Un seul des trois aérostiers survécut, les deux autres mourant d'hypoxie.
Physiologie respiratoire
Pour assurer la vie, l'oxygène doit être inspiré, diffusé à travers la
membrane alvéolo-capillaire, transporté par l'hémoglobine aux tissus puis
transféré à chacune des cellules pour assurer le métabolisme aérobie.

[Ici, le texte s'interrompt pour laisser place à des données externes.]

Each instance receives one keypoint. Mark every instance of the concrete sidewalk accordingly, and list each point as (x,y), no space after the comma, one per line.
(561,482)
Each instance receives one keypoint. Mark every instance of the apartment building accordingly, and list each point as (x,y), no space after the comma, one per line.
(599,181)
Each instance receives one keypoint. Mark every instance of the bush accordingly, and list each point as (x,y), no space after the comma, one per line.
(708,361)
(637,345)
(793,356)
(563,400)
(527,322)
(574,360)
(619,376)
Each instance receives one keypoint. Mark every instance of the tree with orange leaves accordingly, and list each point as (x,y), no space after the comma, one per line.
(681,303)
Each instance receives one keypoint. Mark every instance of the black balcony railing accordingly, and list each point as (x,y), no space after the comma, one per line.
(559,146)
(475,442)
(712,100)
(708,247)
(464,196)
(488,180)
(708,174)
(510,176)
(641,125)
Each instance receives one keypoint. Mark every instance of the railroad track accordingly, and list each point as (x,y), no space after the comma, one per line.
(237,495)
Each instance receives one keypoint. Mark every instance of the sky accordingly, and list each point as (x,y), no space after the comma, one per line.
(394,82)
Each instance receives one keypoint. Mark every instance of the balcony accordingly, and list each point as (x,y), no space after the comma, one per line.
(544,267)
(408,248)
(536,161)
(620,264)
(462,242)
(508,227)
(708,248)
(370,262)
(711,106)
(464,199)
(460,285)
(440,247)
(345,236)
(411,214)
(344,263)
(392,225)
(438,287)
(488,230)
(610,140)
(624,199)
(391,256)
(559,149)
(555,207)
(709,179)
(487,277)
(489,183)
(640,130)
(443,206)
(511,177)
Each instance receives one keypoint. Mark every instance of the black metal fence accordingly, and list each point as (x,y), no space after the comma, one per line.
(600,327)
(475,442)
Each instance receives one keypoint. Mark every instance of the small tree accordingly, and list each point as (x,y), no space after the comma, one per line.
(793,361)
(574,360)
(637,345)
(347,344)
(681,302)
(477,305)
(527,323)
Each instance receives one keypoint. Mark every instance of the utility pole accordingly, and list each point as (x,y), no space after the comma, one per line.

Selon
la loi de Dalton, la pression partielle d'un gaz dans un mélange gazeux est
égale à la pression qu'exercerait ce gaz s'il occupait seul l'espace occupé
par le mélange. Chacun des gaz qui composent le mélange exerce donc une
pression proportionnelle à la fraction du mélange qu'il représente.
L'oxygène, qui constitue 20,9 % (21 %) des gaz de notre atmosphère exerce
une pression partielle de 160 mmHg dans l'air sec au niveau de la mer.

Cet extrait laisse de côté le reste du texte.